Given a set of $n$ vectors $\bm{\phi}_{1}, \ldots, \bm{\phi}_{n}$ in $\mathbb{R}^d$ with the Euclidean dot product, the Gram matrix is $\bm{G} = \bm{\Phi}^\top \bm{\Phi}$ where $\bm{\Phi}$ is a matrix whose columns are the vectors $\bm{\phi}_k$

So each entry in this Gram matrix is the dot product of two vectors. But what is an intuitive interpretation of the dot product of two vectors? When will it be large? Small? Negative?
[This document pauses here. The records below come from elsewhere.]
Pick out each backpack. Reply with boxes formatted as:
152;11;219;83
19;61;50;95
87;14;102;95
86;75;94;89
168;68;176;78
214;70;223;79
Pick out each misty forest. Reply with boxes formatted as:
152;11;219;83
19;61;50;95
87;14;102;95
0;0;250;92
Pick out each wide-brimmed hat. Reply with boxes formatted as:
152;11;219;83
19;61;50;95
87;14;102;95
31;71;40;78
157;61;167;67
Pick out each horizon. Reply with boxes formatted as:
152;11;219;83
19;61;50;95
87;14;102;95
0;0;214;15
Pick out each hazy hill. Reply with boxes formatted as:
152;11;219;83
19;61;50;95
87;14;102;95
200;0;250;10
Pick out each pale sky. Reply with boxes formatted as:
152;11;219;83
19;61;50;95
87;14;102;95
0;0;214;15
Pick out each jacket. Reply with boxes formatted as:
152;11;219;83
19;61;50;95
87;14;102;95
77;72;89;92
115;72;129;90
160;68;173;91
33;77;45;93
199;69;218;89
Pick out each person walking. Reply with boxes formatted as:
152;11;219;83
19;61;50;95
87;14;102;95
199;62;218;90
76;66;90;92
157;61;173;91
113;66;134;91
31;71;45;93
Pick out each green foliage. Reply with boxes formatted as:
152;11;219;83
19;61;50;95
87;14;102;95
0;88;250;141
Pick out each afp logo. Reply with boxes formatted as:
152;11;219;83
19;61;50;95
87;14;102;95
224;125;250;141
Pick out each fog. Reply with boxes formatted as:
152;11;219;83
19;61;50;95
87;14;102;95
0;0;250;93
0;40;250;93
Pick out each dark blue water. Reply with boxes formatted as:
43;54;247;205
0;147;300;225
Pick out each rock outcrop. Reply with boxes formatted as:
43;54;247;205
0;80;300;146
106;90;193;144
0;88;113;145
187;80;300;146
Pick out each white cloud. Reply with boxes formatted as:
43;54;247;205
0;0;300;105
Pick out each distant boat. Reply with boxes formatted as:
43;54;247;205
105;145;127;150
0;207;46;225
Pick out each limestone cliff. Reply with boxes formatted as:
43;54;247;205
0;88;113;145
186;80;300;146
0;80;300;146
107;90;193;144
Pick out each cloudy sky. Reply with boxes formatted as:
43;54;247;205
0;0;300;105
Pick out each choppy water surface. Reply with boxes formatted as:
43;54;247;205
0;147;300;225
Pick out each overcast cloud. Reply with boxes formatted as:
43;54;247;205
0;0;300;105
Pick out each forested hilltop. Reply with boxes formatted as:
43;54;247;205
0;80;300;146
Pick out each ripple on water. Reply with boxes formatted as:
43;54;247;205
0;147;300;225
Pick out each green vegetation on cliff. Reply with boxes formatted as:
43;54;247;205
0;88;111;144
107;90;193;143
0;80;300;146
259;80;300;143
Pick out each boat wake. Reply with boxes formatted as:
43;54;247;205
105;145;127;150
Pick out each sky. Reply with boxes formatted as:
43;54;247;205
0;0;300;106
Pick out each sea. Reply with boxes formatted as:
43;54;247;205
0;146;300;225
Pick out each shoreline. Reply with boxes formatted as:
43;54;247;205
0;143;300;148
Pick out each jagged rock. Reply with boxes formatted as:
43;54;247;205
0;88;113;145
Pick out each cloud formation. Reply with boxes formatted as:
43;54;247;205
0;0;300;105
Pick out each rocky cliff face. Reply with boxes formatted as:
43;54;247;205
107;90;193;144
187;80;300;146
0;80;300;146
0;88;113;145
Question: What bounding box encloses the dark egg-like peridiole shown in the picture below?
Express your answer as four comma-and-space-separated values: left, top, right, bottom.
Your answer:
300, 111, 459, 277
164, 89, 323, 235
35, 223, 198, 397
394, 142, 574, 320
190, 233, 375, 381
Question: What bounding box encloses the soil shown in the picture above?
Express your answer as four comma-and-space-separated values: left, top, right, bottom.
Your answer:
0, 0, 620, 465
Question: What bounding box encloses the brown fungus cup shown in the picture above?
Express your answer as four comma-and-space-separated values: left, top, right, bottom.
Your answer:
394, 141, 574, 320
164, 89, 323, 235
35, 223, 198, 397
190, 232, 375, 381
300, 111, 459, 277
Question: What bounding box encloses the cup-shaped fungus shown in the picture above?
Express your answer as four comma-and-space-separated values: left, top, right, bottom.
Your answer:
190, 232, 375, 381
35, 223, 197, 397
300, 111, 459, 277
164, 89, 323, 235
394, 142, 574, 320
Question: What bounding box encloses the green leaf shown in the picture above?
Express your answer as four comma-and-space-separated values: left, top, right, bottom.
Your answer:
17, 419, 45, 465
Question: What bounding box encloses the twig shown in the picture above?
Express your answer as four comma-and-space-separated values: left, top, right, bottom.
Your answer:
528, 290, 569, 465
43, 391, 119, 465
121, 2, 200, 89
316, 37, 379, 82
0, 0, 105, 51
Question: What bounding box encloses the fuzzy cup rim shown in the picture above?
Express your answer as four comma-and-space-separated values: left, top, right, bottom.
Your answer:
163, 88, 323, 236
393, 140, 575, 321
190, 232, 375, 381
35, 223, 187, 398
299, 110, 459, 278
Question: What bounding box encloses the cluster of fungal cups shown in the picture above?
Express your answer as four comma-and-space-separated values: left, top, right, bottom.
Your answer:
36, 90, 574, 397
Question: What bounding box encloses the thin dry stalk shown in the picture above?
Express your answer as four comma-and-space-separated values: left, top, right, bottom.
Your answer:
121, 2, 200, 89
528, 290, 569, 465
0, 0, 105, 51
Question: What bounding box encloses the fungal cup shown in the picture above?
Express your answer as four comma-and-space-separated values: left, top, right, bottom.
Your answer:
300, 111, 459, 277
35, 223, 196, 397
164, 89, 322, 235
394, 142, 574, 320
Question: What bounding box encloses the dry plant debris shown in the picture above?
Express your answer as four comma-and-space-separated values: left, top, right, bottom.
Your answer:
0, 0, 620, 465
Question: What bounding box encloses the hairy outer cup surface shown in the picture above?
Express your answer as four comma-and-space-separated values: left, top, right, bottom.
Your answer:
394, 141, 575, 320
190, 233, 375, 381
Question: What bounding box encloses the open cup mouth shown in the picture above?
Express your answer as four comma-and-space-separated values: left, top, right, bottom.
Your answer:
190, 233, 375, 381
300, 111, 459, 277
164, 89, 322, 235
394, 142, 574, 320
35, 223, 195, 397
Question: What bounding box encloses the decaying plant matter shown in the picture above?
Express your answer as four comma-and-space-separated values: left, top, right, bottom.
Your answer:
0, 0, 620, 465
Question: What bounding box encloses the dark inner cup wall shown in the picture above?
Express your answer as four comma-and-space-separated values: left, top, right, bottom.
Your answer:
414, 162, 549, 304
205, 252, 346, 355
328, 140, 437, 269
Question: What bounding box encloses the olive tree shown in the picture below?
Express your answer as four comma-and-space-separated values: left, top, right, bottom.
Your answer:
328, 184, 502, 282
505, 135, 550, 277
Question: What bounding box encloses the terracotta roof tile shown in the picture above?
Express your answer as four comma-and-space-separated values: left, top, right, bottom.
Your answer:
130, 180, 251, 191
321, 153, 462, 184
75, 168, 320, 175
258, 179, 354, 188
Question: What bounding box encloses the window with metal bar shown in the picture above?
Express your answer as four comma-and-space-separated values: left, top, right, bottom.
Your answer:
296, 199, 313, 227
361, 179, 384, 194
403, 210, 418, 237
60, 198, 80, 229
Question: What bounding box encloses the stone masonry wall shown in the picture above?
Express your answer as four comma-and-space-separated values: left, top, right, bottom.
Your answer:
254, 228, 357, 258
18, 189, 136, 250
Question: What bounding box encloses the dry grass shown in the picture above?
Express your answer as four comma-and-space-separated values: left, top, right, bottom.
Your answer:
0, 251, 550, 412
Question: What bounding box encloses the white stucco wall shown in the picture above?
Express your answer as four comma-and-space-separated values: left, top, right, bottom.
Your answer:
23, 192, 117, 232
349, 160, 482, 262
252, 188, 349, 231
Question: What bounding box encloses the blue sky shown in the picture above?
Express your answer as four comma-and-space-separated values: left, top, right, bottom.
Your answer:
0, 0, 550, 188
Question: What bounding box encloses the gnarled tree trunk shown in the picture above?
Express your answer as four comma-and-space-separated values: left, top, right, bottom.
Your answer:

The definition of the dot product gives some insight:

$\bm{a} \cdot \bm{b} = \left\Vert \bm{a} \right\Vert \left\Vert \bm{b} \right\Vert \text{cos} \, \theta$

In the case where $\bm{a}$ and $\bm{b}$ are unit vectors with magnitude 1, the dot product reduces to the cosine of the angle $\theta$ between $\bm{a}$ and $\bm{b}$. From the plot of the cosine function below, we can see the value of $\text{cos}\, \theta$ ranges from 1 when the angle between $\bm{a}$ and $\bm{b}$ is 0 (meaning they point in exactly the same direction) to -1 when the angle between $\bm{a}$ and $\bm{b}$ is $\pi$ radians (meaning they point in exactly opposite directions). So the dot product works as a similarity function for unit vectors. But what if $\bm{a}$ and $\bm{b}$ are not unit vectors? Then the dot product is scaled by the magnitude of each vector. This scaling allows the comparison of vectors of different magnitudes. If the vectors point in the same direction but are of different magnitudes, their dot product will be smaller than the dot product of the larger vector with itself. Likewise, their dot product will be larger than the dot product of the smaller vector with itself.

So one way to think of the gram matrix is as a matrix containing the dot product “similarity scores” for all pairs of vectors in the set. In the case of unit vectors, the entries are exactly the cosine similarity for each pair of vectors.